Nach dem nationalsozialistischem Regime stand die Zweite Republik vor einer Frage: Soll man ein konkurrierendes Mehrheitswahlrecht oder ein konsensorientiertes Verhältniswahlrecht einführen? Man entschied sich aufgrund der konfliktreichen Geschichte für zweiteres. In den meisten Bundesländern wurde zudem ein Proporzsystem eingeführt. Parteien, die genug Stimmen bekommen haben, hatten einen automatischen Anspruch auf eine Regierungsbeteiligung. Später wurde dies jedoch großteils wieder abgeschafft.

Die Folgen einer Minderheitsregierung

"Die Geschichte des Wahlsystems ist eine Entwicklung zu mehr Proportionalität und Anbindung an die Wählerinnen und Wähler", erklärt Politikwissenschafterin Katrin Praprotnik von der Universität Graz im Gespräch mit der Parlamentsdirektion. Sie ist Mitherausgeberin des Buchs "Das politische System Österreichs" und kennt die Entwicklung des österreichischen Wahlsystems.

Das österreichische Wahlsystem entwickelte sich über die Jahrzehnte mehrmals weiter.

Österreichs Wahlsystem machte drei große Veränderungen durch, die erste 1970. Es sei kein Zufall, dass sie just in jene Zeit fiel, als es die einzige Minderheitsregierung Österreichs unter Bruno Kreisky gab, sagt Praprotnik. Denn: Kreiskys SPÖ-Alleinregierung wurde damals von der FPÖ "mit dem Ziel einer Wahlrechtsreform" gestützt. Das Ziel hat sie auch erreicht.
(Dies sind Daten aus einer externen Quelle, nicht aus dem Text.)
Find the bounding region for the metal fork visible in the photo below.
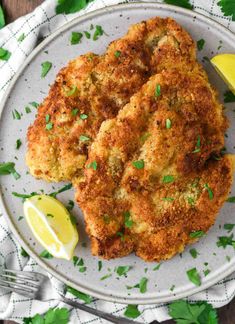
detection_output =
[0,269,141,324]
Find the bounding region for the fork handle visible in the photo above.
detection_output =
[61,296,141,324]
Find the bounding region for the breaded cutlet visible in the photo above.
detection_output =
[76,67,234,261]
[26,17,196,181]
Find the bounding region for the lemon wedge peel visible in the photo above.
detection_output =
[23,195,78,260]
[211,54,235,95]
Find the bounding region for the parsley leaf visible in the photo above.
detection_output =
[123,211,134,228]
[0,47,11,61]
[162,175,175,183]
[39,250,53,260]
[224,224,235,233]
[189,249,199,259]
[0,162,20,180]
[41,61,52,78]
[164,0,193,9]
[66,286,92,304]
[132,160,144,170]
[197,38,205,51]
[124,305,141,318]
[70,32,83,45]
[169,300,218,324]
[186,268,201,286]
[189,231,205,238]
[216,234,235,249]
[116,266,131,276]
[0,5,5,29]
[217,0,235,21]
[56,0,94,14]
[224,91,235,103]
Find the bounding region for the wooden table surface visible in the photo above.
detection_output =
[0,0,235,324]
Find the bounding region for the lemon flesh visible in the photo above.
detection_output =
[211,54,235,95]
[24,195,78,260]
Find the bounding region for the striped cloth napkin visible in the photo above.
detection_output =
[0,0,235,324]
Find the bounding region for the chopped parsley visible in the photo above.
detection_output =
[72,108,79,116]
[197,38,205,51]
[70,32,83,45]
[166,118,171,129]
[204,183,214,200]
[12,109,21,120]
[132,160,144,170]
[93,25,104,41]
[49,183,72,198]
[39,250,53,259]
[216,234,235,249]
[20,247,29,258]
[224,91,235,103]
[0,47,11,61]
[79,135,90,142]
[169,300,218,324]
[226,196,235,203]
[100,273,112,281]
[154,84,161,97]
[217,0,235,21]
[24,106,31,114]
[224,223,235,233]
[186,268,201,286]
[116,266,132,276]
[16,138,22,150]
[80,114,88,120]
[192,135,201,153]
[114,51,121,58]
[23,307,70,324]
[123,211,134,228]
[139,277,148,294]
[56,0,94,14]
[66,286,93,304]
[162,175,175,183]
[189,231,205,238]
[41,61,52,78]
[98,260,103,271]
[17,33,25,43]
[0,5,5,29]
[84,31,91,39]
[124,305,141,318]
[189,249,199,259]
[0,162,20,180]
[65,85,78,97]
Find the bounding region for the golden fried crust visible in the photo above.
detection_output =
[26,17,196,181]
[74,67,233,261]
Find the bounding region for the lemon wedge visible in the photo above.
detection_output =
[211,54,235,94]
[24,195,78,260]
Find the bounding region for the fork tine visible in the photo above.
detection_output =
[0,279,37,293]
[0,282,34,298]
[0,273,40,288]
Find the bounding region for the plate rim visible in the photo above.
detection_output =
[0,1,235,305]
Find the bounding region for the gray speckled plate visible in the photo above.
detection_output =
[0,3,235,304]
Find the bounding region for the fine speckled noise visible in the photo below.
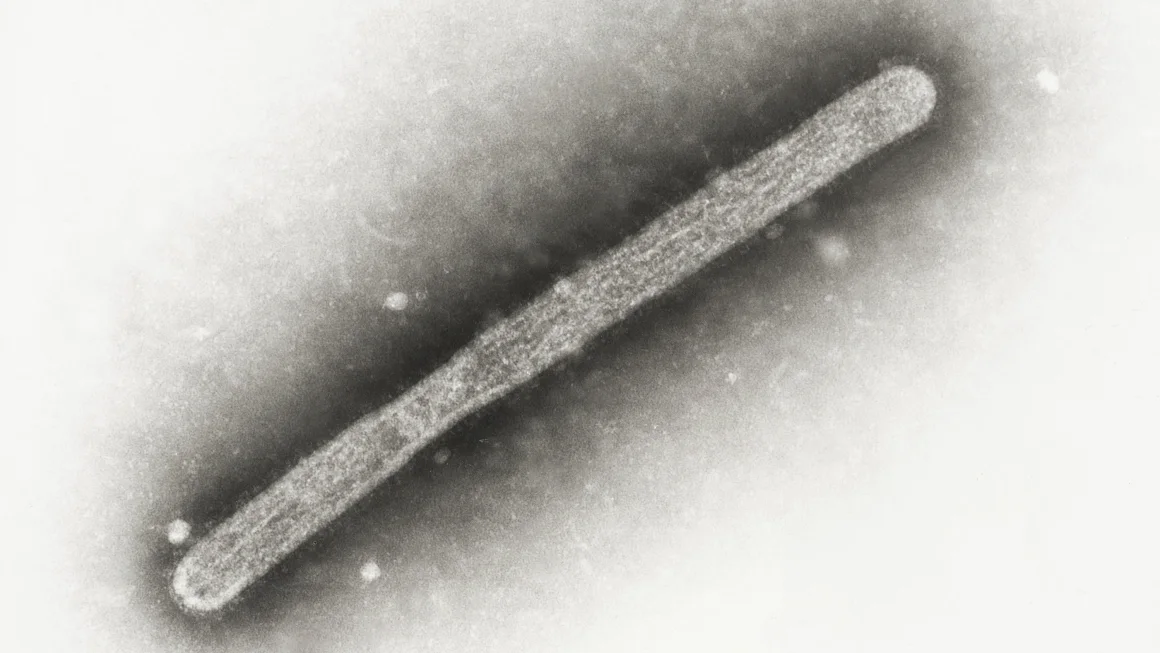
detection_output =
[173,66,936,614]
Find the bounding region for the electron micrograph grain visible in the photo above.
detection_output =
[168,66,936,614]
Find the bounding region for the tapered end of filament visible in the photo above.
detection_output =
[871,66,938,133]
[171,557,244,615]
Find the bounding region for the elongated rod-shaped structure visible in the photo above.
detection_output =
[173,66,936,612]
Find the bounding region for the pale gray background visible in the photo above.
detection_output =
[0,0,1160,652]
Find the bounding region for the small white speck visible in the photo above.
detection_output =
[165,520,191,546]
[358,560,383,582]
[1035,68,1059,95]
[383,292,409,311]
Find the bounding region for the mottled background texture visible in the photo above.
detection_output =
[0,0,1160,653]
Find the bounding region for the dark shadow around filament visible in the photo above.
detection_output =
[173,66,936,614]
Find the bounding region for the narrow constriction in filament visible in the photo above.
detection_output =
[173,66,935,612]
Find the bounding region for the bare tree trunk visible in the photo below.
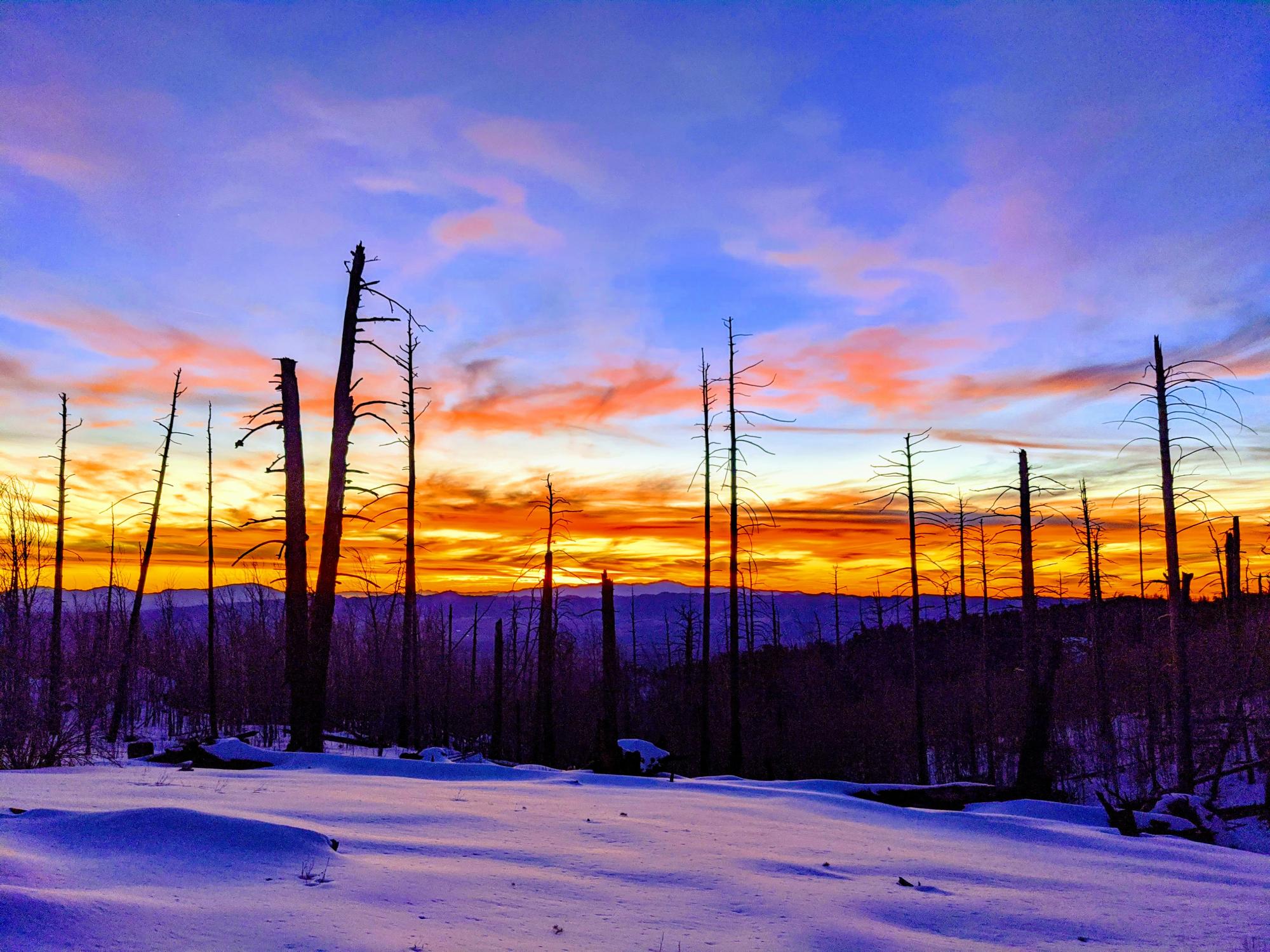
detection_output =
[1138,490,1160,783]
[533,548,555,767]
[105,369,182,744]
[301,242,366,753]
[904,433,931,786]
[1081,480,1116,781]
[398,333,419,746]
[467,598,480,701]
[489,618,503,760]
[1017,449,1059,798]
[207,401,220,740]
[728,317,744,776]
[1226,515,1243,626]
[598,571,621,772]
[47,393,71,736]
[956,496,965,627]
[697,350,712,774]
[1153,336,1195,793]
[979,518,997,783]
[278,357,311,750]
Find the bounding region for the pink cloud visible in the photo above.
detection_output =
[429,206,563,251]
[464,117,599,188]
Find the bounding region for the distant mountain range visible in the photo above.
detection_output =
[27,581,1080,664]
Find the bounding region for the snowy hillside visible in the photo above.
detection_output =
[0,743,1270,952]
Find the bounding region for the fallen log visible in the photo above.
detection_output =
[145,743,273,770]
[850,783,1012,810]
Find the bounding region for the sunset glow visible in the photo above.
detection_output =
[0,4,1270,595]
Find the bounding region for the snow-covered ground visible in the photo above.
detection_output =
[0,743,1270,952]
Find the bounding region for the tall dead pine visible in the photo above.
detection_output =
[864,430,945,784]
[105,369,184,744]
[489,618,504,760]
[1017,449,1062,800]
[1116,336,1247,793]
[598,571,621,770]
[533,475,578,767]
[697,350,714,774]
[207,401,218,739]
[46,393,83,751]
[728,317,743,774]
[300,242,366,753]
[1077,480,1116,778]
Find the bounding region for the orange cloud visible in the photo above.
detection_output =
[434,360,698,433]
[464,117,599,188]
[431,206,561,251]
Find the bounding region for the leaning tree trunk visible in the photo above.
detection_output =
[1017,449,1058,798]
[728,317,743,774]
[489,618,503,760]
[46,393,69,736]
[1154,336,1195,793]
[904,434,931,786]
[398,333,419,746]
[698,350,710,774]
[301,244,366,753]
[533,548,555,767]
[207,401,218,740]
[598,571,621,772]
[278,357,310,750]
[105,369,182,744]
[1081,480,1116,781]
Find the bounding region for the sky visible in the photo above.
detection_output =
[0,3,1270,592]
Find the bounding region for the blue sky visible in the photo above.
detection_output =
[0,3,1270,594]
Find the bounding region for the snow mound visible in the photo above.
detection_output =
[617,737,671,773]
[0,807,331,869]
[203,737,291,767]
[0,754,1270,952]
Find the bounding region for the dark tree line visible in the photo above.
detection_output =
[0,254,1270,823]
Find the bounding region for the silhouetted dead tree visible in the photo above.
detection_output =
[531,473,579,767]
[597,571,621,772]
[234,357,312,750]
[862,430,951,784]
[489,618,503,760]
[1115,336,1247,793]
[207,401,218,737]
[1076,480,1116,779]
[105,369,185,744]
[1016,449,1063,800]
[952,493,965,618]
[301,242,398,751]
[368,317,429,746]
[697,349,715,774]
[724,317,789,774]
[973,515,997,783]
[44,393,84,736]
Mit der Reform von 1970 gab es statt 165 dann 183 Mandate, während die Wahlkreise von 25 auf neun reduziert wurden. Außerdem kam ein anderes mathematisches Verfahren zur Berechnung zum Einsatz. Das hat zu einer Mandatsberechnung geführt, die kleinere Parteien begünstigt. Davor gab es ein Ungleichgewicht: Kleine Parteien wurden bei der Mandatsvergabe zugunsten der beiden großen Parteien benachteiligt. Die FPÖ wollte das ändern. Laut Praprotniks Forschung hat sie das auch geschafft: Die Mandate wurden verhältnismäßiger vergeben, der Nachteil für Kleinparteien war nach 1970 ausgemerzt.
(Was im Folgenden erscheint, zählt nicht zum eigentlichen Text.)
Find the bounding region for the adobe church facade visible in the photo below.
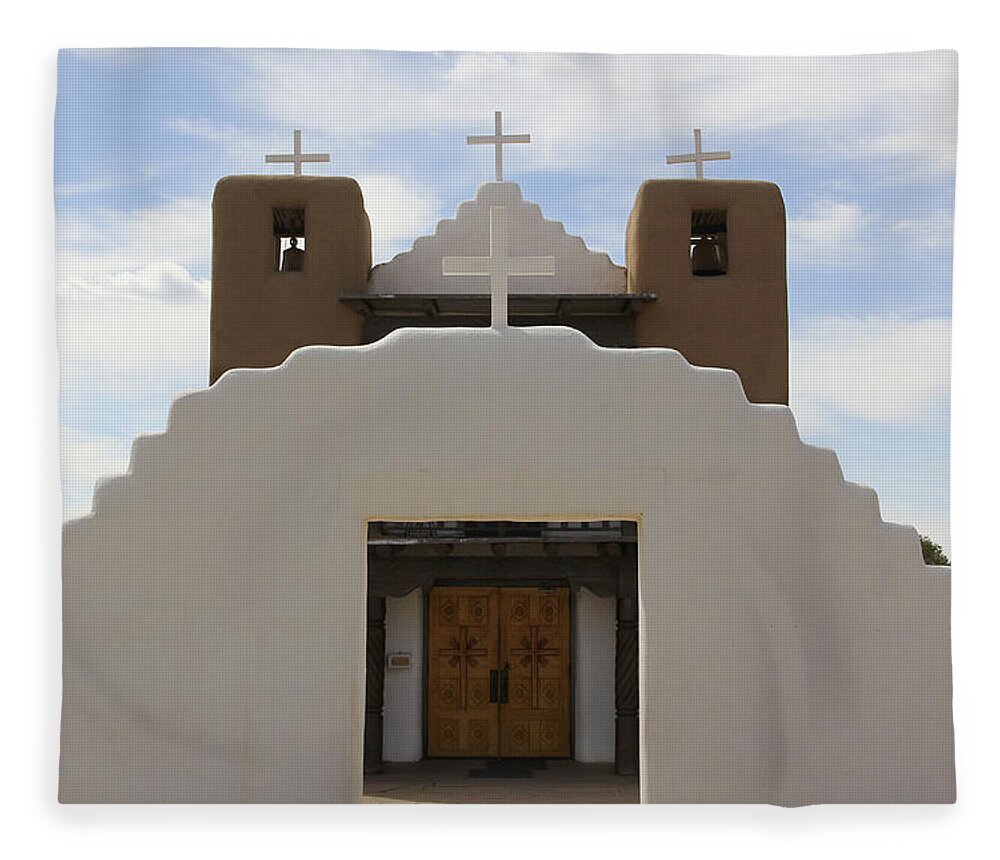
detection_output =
[60,131,954,805]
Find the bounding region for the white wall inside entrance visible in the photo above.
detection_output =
[382,588,424,762]
[572,588,615,762]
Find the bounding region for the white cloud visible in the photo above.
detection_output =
[789,316,951,435]
[56,197,212,293]
[59,427,130,520]
[231,51,957,172]
[357,173,440,263]
[788,199,875,265]
[891,209,954,251]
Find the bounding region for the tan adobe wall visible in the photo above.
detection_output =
[209,176,371,384]
[625,179,788,404]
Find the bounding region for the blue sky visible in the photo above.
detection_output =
[55,49,957,548]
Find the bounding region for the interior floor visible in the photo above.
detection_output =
[364,759,639,803]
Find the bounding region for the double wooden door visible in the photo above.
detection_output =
[427,587,570,758]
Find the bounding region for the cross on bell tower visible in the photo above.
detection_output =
[667,128,730,179]
[264,129,330,176]
[465,111,531,182]
[441,206,556,328]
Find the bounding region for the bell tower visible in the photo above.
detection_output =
[625,179,788,404]
[209,132,372,384]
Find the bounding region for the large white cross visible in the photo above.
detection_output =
[667,128,730,179]
[441,206,556,328]
[465,111,531,182]
[264,129,330,176]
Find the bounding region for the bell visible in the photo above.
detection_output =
[691,236,726,277]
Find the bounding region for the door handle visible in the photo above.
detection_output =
[500,663,510,705]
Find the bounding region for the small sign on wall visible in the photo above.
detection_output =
[385,653,413,669]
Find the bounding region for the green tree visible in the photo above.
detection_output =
[920,535,951,567]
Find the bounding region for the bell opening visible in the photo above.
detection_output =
[689,209,729,278]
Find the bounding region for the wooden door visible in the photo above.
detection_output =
[427,587,500,757]
[499,588,570,758]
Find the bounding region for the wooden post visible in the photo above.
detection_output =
[615,546,639,775]
[364,594,385,773]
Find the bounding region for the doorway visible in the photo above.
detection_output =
[427,586,572,758]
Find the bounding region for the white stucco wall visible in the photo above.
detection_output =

Weg frei für neue Parteien

Für Praprotnik ist es ein Paradebeispiel wie ein theoretisch wirkendes Thema, wie zum Beispiel das mathematische Verfahren zur Mandatsberechnung, in Wahrheit hochpolitisch ist. "Denn die Entscheidung für ein Wahlrecht bestimmt mit, wie ein Parteiensystem aussieht, wie der Nationalrat aussieht und wie eine Regierung aussieht." Durch diese Reform gab es künftig eine Koalitionsalternative zu Rot-Schwarz.

Die Folge war laut Praprotnik eine Normalisierung der Parteienlandschaft in den Achtzigern und Neunzigern. Das Verhältniswahlrecht ist eigentlich durch eine Mehrparteienlandschaft gekennzeichnet – Österreich stach durch sein Zwei- bzw. Dreiparteiensystem hervor. Mit der Zeit wuchs die Parteienlandschaft aber auf eine üblichere Größe an. Derzeit sind fünf Parteien im Nationalrat vertreten.
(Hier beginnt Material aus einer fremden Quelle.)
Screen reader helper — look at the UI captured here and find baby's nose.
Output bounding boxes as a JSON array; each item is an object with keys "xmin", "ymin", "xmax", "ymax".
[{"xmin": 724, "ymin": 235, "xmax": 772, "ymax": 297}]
Dritte Ebene beim Wahlgang

Die zweite größere Änderung im Wahlsystem kam 1992, als man eine dritte Ebene beim Wahlgang einführte. Künftig konnte man seine Stimme nicht nur auf Bundes- und Landesebene vergeben, sondern auch auf regionaler Ebene. Die Idee war, wenn es auf regionaler Ebene schon Grundmandate zu vergeben gibt, müssen sich Politiker:innen vermehrt in ihrer Heimatregion profilieren.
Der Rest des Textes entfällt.